Sta sera prendi due bandana. Quello rosso lo voglio sugli occhi. Si va bene lo metto io così non mi puoi tirare i capelli. légami. stringi un po' di più, sì, ecco, così. E' molto carino il tuo pensiero di usare un solo nodo semplice, così se volessi posso slegarmi da sola, ma non ne ho intenzione. Cosa desidero che tu mi faccia? Niente: sono alla tua mercè.
Nell'oblio di non vedere, di poter solo sentire la tua voce, le tue mani, tutto si amplifica nella tensione dell'attesa di ciò che farai. Io ascolto, non penso: lascio andare il mio corpo che risponda alle tue mani, che non sono più le tue mani, sono le mani del piacere, senza nome, senza passato, nate per morire in un momento.
Sei in balìa di sentimenti contrastanti, vedi il mio corpo come qualcosa di sacro, da rispettare e contemporaneamente vorresti profanarlo, violarlo. So che non lo farai, sento nella tua voce che il rispetto per il sacro è più forte, e lavora per tenere a bada quella curiosità capricciosa un po' da bambino che, con in mano una pratolina, inizia a farla a pezzi. Ti sento anche nell'imbarazzo di non sapere come muoverti. Non lo sai, ma ti stai muovendo benissimo: ogni tocco è un piccolo brivido di piacere, e ti basta vedere la mia languidità, il mio desderio espresso col mio corpo, con un sorriso e nient'altro per darti conferme.
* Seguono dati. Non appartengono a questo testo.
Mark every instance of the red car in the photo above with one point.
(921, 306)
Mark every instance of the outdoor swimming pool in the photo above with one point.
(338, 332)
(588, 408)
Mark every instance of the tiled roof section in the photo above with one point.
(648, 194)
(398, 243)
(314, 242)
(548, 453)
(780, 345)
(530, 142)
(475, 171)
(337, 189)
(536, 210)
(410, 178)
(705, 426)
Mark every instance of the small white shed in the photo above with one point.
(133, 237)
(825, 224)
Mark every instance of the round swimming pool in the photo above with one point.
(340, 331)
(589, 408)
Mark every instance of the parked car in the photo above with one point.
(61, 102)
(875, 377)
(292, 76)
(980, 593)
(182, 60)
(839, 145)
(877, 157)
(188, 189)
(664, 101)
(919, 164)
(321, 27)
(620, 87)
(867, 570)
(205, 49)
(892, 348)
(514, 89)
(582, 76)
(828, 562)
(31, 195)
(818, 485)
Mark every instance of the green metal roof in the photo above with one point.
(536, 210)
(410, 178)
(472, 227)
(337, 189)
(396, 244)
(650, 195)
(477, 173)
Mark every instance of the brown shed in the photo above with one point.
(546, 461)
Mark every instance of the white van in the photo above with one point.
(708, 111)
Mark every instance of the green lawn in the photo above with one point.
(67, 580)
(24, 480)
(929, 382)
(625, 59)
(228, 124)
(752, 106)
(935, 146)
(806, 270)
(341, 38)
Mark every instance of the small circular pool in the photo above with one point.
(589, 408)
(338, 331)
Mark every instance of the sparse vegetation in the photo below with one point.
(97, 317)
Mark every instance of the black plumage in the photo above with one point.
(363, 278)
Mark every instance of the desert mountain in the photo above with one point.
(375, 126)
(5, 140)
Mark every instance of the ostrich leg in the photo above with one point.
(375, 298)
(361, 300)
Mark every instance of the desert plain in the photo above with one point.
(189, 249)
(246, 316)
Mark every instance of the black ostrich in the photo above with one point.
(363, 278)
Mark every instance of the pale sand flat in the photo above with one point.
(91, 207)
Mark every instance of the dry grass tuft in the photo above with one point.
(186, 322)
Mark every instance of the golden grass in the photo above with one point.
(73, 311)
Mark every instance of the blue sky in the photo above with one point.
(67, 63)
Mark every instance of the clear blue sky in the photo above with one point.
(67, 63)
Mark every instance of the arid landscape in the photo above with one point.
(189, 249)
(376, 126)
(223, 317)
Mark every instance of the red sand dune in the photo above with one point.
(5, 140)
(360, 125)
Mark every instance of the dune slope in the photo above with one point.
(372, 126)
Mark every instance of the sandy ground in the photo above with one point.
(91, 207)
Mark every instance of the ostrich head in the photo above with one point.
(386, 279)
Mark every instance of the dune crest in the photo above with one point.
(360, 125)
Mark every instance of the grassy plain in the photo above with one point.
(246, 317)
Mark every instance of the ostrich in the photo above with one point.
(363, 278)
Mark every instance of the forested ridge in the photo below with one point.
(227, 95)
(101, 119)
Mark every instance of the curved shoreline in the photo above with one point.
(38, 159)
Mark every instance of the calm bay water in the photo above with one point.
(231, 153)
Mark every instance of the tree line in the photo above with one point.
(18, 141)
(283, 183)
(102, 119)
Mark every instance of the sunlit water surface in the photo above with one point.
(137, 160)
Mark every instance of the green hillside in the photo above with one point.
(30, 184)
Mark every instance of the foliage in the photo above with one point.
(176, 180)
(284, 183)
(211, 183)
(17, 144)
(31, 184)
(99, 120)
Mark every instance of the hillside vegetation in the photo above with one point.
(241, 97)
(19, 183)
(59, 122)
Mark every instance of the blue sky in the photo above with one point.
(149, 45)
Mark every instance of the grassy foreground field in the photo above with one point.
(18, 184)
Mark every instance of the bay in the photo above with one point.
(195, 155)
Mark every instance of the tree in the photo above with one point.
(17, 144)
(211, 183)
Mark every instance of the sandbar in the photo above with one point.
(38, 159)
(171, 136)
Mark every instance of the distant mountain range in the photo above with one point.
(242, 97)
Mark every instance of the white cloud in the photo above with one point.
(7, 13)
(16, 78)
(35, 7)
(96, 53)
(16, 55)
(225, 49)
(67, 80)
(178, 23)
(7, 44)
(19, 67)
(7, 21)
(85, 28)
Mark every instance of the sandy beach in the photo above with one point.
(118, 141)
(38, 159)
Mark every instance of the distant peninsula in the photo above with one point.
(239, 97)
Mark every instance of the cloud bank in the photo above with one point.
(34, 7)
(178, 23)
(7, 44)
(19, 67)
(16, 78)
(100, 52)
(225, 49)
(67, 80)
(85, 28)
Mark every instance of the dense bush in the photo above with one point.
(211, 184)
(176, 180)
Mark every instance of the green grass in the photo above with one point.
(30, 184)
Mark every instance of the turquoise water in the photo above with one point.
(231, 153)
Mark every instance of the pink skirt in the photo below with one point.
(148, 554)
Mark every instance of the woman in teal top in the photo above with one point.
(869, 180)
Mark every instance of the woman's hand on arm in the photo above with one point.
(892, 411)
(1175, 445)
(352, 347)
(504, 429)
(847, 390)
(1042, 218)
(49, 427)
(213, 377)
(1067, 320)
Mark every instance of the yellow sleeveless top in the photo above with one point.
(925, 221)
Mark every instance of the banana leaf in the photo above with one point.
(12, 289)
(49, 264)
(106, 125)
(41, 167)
Ed ogni brivido una goccia di me per te.
Apro le gambe, ma non troppo. Giochi molto bene: ormai hai imparato a conoscermi a prendermi "alla larga" anche se l'invito è esplicito. Sai che mi piace fremere d'attesa di piccoli passi verso la mia intimità, sia fisica che emotiva, ogni piccolo passo una goccia di paicere liquido. Un sussulto, di piacere, quando la tua mano decide di sfiorarmi il clitoride. Inizi un gioco di presenze assenze, che mi fa impazzire, di passi lievi e pesanti, di carezze, piccole penetrazioni, di stimolazioni dell'altro buco.
Succhio le tue dita che sanno prima di niente, poi un po' di me, poi un po' di te, poi di entrambi. Questo gioco ti piace, ed anche a me. E succhio di nuovo, questa volta mi porgi il tuo amatissimo fallo. Lo succhio senza avidità, voglio solo bagnarlo, ma ti piace comunque tanto che non vorresti andartene di lì. Giochi di nuovo con la mia intimità, di mano, di fallo, di bocca: dai luogo a un singolare scambio di giocatori il cui incalzare aumenta il mio piacere, fino al culmine, il mio.
Ora tocca a te. La partita è sempre stata nelle tue mani, anche se più di una volta mi hai chiesto cosa desiderassi. Anche se il tuo titubar d'uccello sulla mia figa mi ha spinto a buttarti dentro di me attirandoti con le mie gambe.
Me lo hai chiesto ancora e ti ho risposto come prima, hai carta bianca. Quasi implorante, mi ha chiesto di guardarti ed abbracciarti mentre godevi dentro di me impetuoso come non mai. Avvinghiata godo del tuo impeto ad ogni spinta e godo del tuo orgasmo quasi fosse il mio.
Finito tutto? Oh no, un ultimo bacio: ti succhio di nuovo il fallo. ora sa di me e di te.